A laptop battery is liable to be a good choice if the Li-ion characteristics suit you. These may have 2 or 3 or 4 cells in series. Some provide access to all cell connection points, some don't. Those that don't may have an internal controller to maintain cell balance.

If this is a one off or low volume application you may want to look at using whatever the related laptop uses. If this is for large volume use then Digikey and others sell a range of suitable ICs. An alternative is to use fewer cells and a boost converter. There are many LiPo single cell batteries available for tablets/phones/pdas/ ... . There are numerous 2 cell batteries available for cameras. These are usually dearer per capacity unless you buy aftermarket batteries. An advantage of a camera battery is that there are usually low cost aftermarket chargers available which target a particular camera battery type and which do a good enough [tm] job of battery charging. The price of such chargers is often low enough that building in a commercial charger into a product may be $ attractive.

If you want 12V minimum then you will need 4 Li-ion cells - about 12V minimum (you choose) and just under 17V fully charged.

A possible alternative are sealed lead acid cells.
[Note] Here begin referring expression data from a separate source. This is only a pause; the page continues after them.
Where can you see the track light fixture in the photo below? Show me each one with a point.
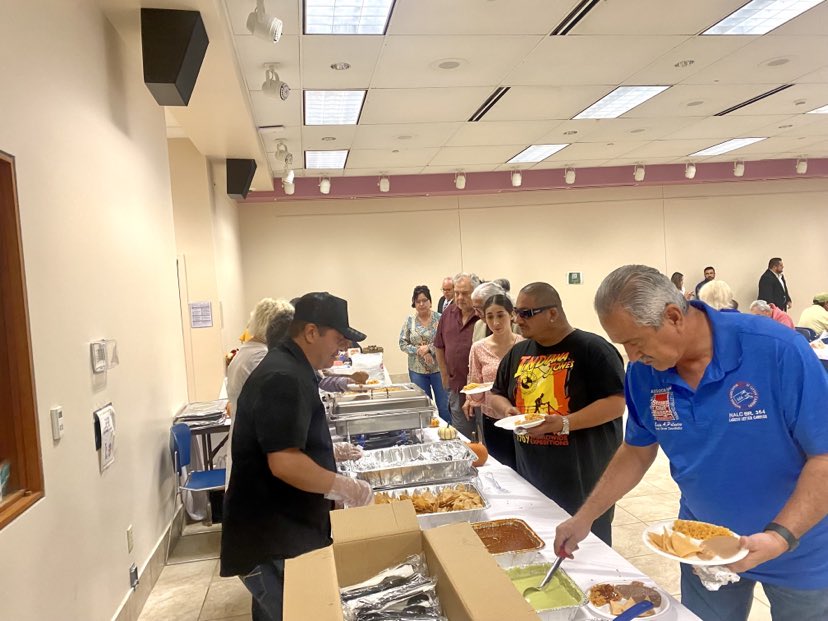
(273, 85)
(262, 24)
(639, 172)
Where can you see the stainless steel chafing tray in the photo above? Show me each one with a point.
(420, 464)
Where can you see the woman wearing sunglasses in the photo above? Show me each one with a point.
(484, 359)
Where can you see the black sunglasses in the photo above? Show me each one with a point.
(528, 313)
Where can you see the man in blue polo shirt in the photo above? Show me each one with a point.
(739, 407)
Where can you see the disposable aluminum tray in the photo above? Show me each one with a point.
(373, 422)
(561, 613)
(420, 464)
(430, 520)
(524, 556)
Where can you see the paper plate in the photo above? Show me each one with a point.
(511, 423)
(604, 611)
(480, 388)
(716, 560)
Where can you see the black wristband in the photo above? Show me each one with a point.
(783, 532)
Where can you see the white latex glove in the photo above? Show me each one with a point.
(351, 492)
(345, 451)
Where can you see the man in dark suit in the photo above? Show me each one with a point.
(448, 294)
(772, 286)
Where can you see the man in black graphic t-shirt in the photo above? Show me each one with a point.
(574, 378)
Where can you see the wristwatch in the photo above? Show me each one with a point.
(783, 532)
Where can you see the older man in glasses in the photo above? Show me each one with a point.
(575, 379)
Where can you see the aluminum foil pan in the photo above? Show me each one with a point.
(527, 554)
(562, 613)
(421, 464)
(430, 520)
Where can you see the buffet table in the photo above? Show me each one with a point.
(511, 496)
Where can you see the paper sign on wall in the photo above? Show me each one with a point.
(201, 315)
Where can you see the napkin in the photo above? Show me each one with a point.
(714, 577)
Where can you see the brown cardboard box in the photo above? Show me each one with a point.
(470, 584)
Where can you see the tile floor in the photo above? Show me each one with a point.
(194, 591)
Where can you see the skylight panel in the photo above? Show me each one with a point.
(621, 100)
(759, 17)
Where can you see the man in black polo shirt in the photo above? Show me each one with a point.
(284, 480)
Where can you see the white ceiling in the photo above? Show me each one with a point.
(415, 117)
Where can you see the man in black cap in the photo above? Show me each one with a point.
(284, 479)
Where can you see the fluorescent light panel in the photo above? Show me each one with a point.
(326, 160)
(333, 107)
(724, 147)
(621, 100)
(761, 16)
(347, 16)
(536, 153)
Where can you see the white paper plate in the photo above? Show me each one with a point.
(604, 611)
(510, 423)
(716, 560)
(486, 387)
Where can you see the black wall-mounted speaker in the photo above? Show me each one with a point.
(173, 44)
(239, 177)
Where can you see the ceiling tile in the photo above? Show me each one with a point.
(648, 17)
(494, 17)
(572, 61)
(421, 105)
(412, 61)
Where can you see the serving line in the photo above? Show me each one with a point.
(594, 562)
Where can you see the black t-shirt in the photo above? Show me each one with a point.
(264, 517)
(563, 379)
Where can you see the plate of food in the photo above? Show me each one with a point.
(610, 599)
(521, 421)
(694, 543)
(476, 389)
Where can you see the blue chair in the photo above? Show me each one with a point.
(807, 333)
(196, 481)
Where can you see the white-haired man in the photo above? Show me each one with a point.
(737, 404)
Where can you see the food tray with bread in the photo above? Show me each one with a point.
(420, 464)
(436, 505)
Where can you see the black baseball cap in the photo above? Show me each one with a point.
(325, 309)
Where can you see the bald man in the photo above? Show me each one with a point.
(576, 380)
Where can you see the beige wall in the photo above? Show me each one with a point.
(99, 249)
(374, 251)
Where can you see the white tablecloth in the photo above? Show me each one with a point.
(594, 562)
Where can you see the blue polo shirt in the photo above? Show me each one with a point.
(738, 443)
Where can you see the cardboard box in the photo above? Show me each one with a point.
(470, 584)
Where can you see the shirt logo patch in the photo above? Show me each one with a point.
(743, 395)
(663, 405)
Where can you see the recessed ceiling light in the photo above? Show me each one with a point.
(326, 160)
(536, 153)
(346, 17)
(760, 17)
(621, 100)
(333, 107)
(724, 147)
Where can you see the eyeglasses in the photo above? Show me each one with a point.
(528, 313)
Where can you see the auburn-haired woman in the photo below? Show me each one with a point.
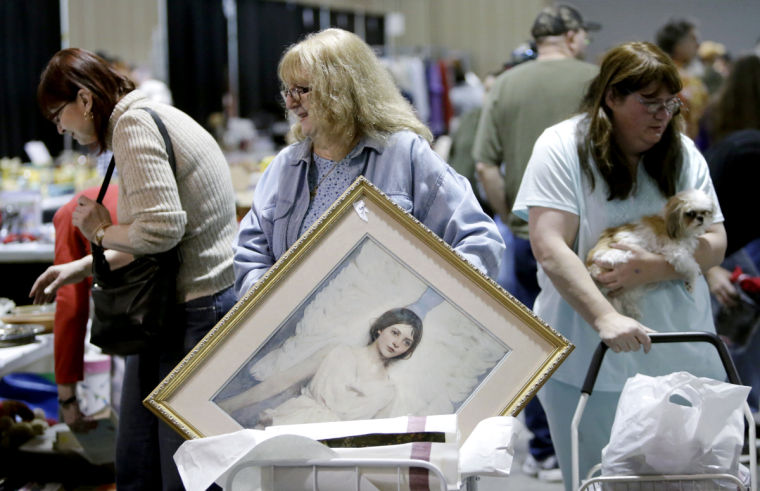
(193, 210)
(619, 160)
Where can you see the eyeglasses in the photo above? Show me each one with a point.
(295, 93)
(672, 105)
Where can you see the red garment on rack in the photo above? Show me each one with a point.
(72, 308)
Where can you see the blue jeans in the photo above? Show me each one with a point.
(145, 448)
(518, 277)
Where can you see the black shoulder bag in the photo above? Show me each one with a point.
(134, 304)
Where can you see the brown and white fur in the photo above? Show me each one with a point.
(673, 234)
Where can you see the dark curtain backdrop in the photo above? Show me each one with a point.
(197, 56)
(30, 33)
(265, 30)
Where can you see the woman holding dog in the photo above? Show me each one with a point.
(621, 159)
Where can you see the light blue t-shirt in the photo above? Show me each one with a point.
(553, 179)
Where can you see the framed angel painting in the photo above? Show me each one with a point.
(369, 315)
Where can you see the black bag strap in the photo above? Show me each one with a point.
(97, 251)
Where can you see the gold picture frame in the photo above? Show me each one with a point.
(482, 353)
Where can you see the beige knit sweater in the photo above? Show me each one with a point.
(197, 210)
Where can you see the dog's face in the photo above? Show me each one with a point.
(689, 213)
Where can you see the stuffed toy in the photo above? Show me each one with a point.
(19, 423)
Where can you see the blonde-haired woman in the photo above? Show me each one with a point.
(350, 119)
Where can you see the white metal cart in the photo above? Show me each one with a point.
(681, 481)
(355, 466)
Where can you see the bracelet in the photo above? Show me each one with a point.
(66, 402)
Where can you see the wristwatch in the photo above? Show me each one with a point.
(99, 234)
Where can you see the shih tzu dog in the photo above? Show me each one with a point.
(673, 234)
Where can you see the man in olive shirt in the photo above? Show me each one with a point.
(523, 102)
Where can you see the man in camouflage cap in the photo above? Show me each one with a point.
(524, 101)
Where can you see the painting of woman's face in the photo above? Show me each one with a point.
(394, 340)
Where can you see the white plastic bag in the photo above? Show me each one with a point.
(676, 424)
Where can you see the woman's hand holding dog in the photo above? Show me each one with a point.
(641, 268)
(621, 333)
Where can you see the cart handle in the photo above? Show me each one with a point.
(670, 337)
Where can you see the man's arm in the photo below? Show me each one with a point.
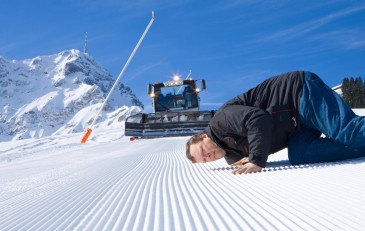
(245, 167)
(257, 125)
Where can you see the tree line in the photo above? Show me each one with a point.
(353, 92)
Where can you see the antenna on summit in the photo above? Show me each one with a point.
(85, 44)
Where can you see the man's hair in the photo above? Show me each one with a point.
(193, 140)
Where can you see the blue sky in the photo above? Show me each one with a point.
(232, 44)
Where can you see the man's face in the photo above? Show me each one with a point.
(206, 150)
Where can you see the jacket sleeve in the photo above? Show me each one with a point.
(254, 122)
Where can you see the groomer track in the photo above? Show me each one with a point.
(58, 184)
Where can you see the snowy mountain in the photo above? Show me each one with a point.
(59, 94)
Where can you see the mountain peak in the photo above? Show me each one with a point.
(46, 94)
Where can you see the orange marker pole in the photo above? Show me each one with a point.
(86, 136)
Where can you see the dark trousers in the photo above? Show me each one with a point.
(323, 111)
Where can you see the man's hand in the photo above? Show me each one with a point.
(245, 167)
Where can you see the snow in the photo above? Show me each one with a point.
(111, 183)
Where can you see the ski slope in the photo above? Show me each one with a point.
(110, 183)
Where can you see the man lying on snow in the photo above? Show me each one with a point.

Cheaper per capacity but lower mass and volume energy densities and lower cycle life in deep discharge use.

LiFePO4 (Lithium Ferro phosphate) has lower voltage per cell than LiIon and lower energy density but potentially much greater cycle life. Long term LiFePO4 offers best cost pe cycle but initial price is high.

NiMH - not recommended.

Added:

Florin commented:

Since at this stage I don't need a lot of energy stored in the battery, the single Lithium cell + booster circuit idea sounds really appealing, especially since I can easily find a housekeeping module that does the charging while also feeding DC to my device. Of course, now I have to find a suitable booster; ideally something based on an IC with few components around it. Amperage requirements are pretty meager. I need to build two, one for 5V and another for 12V.

This IC will provide up to 80 mA AT 18V (100 mA+ AT 12v) or 280 mA at 5V out from a single LiIon or LiFePO4 cell. In stock at Digikey for ~ $2/1.

TI / NatSemi LM4510 Synchronous Step-Up DC/DC Converter with True Shutdown Isolation

Efficiency is "OK" across a reasonable load range.

And circuit offers a bearable level of complexity.

An evaluationkit is available - whose PCB gives good pointers to proper layout:

A single Li-ion or LiFePO4 cell will power this well. The latter has lower energy density but has the advantage of longer cycle and better table manners generally. A Li-ion 18650 cell (as used in most laptop battery packs) will give about 7 - 9 Wh when new or say 6 Wh after boost conversion. A LiFePO4 18650 cell will give about 50% of the energy content of a std Li-ion cell. Say 3.5 to 4 Watt hours.